Yugo regained control of the alien body. He moved his claws and rose, bursting through the corrugated iron roof and emerging once more into the cold Latin American night.
It perched on the neighboring roof, making sure it was far enough away from the scene. It brought its claw to the symbol hidden in the folds of its chest and pressed it down.
RED FLASH!
The flash illuminated the night and Yugo Hano materialized once more.
He fell to his knees on the corrugated iron, taking a deep breath. The spectral cold left his veins, giving way to the comforting warmth of demonic blood. He adjusted his glasses.
The headache was gone. The constant, malicious whisper in his subconscious had fallen silent. Zs'Skayr was full, asleep, and docile inside the Omnitrix. The deal was working.
Yugo stood up slowly, brushing the dust off his pants.

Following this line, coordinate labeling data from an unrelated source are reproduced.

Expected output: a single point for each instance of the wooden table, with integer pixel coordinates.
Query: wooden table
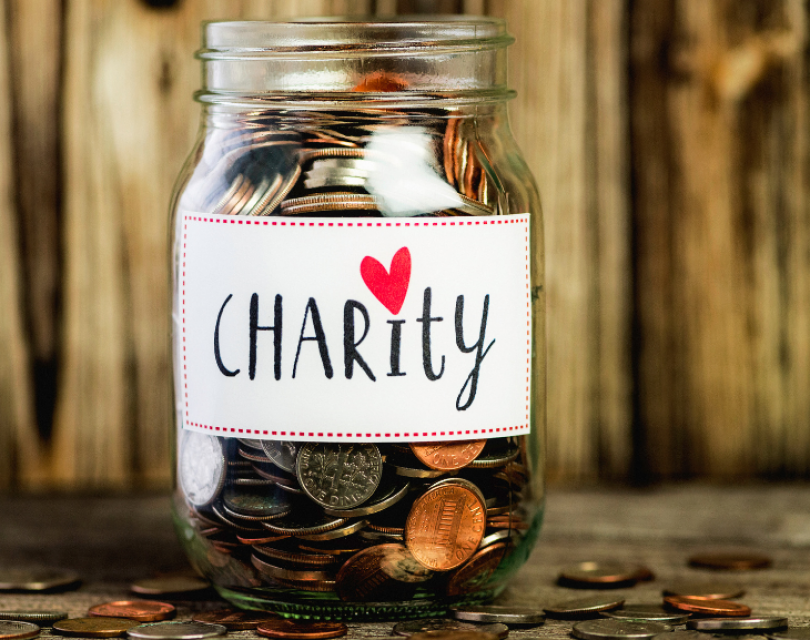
(113, 541)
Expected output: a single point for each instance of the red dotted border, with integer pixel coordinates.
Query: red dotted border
(370, 436)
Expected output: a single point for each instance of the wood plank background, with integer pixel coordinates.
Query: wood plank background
(670, 142)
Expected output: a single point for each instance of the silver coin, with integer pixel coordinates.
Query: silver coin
(605, 629)
(340, 476)
(177, 630)
(495, 613)
(17, 629)
(763, 623)
(282, 453)
(583, 607)
(201, 467)
(409, 627)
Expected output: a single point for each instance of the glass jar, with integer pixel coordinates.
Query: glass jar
(358, 320)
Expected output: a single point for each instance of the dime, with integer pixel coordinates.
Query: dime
(764, 623)
(339, 475)
(14, 629)
(605, 629)
(730, 561)
(495, 613)
(447, 456)
(94, 627)
(234, 620)
(589, 606)
(177, 630)
(141, 610)
(201, 467)
(446, 524)
(293, 630)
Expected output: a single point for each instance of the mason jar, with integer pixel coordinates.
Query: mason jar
(358, 320)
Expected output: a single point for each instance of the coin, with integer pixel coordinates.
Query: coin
(730, 561)
(141, 610)
(177, 630)
(339, 475)
(234, 620)
(607, 629)
(97, 627)
(495, 613)
(14, 629)
(446, 524)
(589, 606)
(293, 630)
(764, 623)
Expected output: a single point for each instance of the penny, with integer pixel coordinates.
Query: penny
(448, 456)
(14, 629)
(589, 606)
(293, 630)
(607, 629)
(141, 610)
(763, 623)
(234, 620)
(495, 613)
(730, 561)
(708, 607)
(446, 524)
(339, 475)
(97, 627)
(177, 630)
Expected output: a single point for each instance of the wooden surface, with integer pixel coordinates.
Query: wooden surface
(112, 542)
(670, 142)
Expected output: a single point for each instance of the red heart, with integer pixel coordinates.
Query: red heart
(389, 287)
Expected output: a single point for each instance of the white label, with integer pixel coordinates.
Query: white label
(355, 329)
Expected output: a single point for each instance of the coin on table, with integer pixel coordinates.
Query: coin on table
(177, 630)
(410, 627)
(96, 627)
(607, 629)
(446, 524)
(725, 608)
(14, 629)
(169, 584)
(761, 623)
(730, 561)
(292, 630)
(589, 606)
(141, 610)
(37, 579)
(496, 613)
(234, 620)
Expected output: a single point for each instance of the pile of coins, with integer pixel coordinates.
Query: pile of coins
(367, 522)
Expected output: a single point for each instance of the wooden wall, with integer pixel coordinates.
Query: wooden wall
(670, 142)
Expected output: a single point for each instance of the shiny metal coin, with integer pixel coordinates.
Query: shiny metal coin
(177, 630)
(495, 613)
(762, 623)
(604, 629)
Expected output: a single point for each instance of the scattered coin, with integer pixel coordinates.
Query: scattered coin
(589, 606)
(95, 627)
(176, 630)
(141, 610)
(293, 630)
(765, 623)
(495, 613)
(607, 629)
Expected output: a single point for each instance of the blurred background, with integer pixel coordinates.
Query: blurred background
(671, 145)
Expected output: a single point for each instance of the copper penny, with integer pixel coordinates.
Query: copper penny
(725, 608)
(292, 630)
(234, 620)
(141, 610)
(97, 627)
(446, 524)
(447, 456)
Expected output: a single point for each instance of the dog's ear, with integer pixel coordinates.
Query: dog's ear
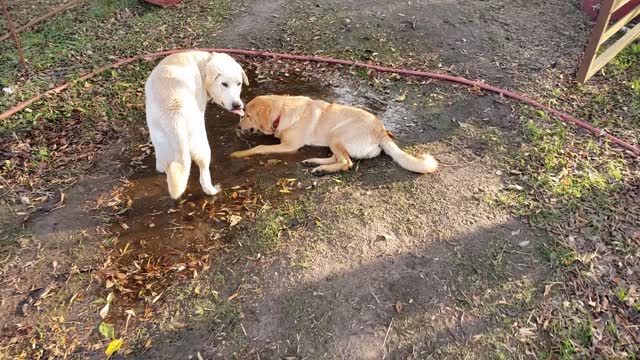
(244, 78)
(211, 72)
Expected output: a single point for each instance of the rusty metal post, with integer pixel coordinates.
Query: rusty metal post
(12, 30)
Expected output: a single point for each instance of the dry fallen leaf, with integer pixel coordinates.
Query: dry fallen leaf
(113, 347)
(399, 307)
(104, 311)
(234, 220)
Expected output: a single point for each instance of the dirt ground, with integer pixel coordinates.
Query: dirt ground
(373, 263)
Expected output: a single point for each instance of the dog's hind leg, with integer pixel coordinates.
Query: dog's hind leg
(201, 155)
(313, 162)
(180, 164)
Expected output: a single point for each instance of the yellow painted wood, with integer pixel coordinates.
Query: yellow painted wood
(619, 24)
(614, 50)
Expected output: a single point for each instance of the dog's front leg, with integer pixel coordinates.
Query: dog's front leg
(266, 149)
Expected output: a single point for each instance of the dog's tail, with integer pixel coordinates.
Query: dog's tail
(423, 164)
(178, 170)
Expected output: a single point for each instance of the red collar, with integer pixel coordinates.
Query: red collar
(276, 122)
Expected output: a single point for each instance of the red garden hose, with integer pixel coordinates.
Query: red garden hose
(565, 117)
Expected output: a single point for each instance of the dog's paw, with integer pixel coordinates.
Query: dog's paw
(318, 172)
(212, 190)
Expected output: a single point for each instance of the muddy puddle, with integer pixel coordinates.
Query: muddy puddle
(158, 241)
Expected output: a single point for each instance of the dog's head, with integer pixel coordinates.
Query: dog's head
(257, 116)
(223, 80)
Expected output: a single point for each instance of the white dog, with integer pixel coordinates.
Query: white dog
(177, 93)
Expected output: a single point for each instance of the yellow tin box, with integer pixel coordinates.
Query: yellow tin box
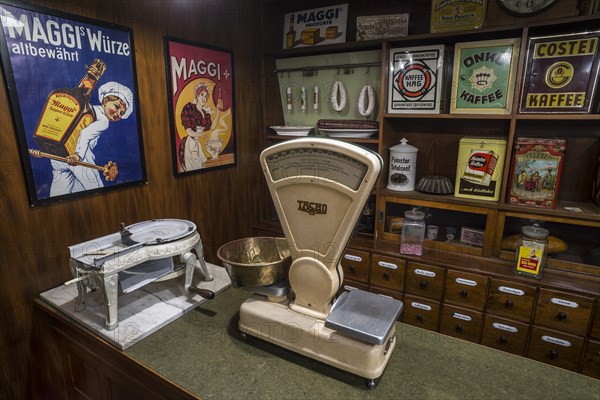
(479, 168)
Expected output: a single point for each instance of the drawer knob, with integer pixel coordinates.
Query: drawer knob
(562, 316)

He looked one last time at the city throbbing to the rhythm of cumbia and chaos, allowing young Jose to bid farewell to his culture once more.
"It's not my country..." he murmured in Spanish, a small, nostalgic smile curving his lips. "But it served its purpose. God have mercy on them, because I didn't."
With a quick turn of the dial and a tap on the core, the emerald flash shone once more. Jetray shot off into the clouds, leaving a dismantled billboard behind and heading for Japan.
He had a convenience store to open, a three-headed dog to feed, and a new life to protect in Kuoh. He'd finished hunting. It was time to go home.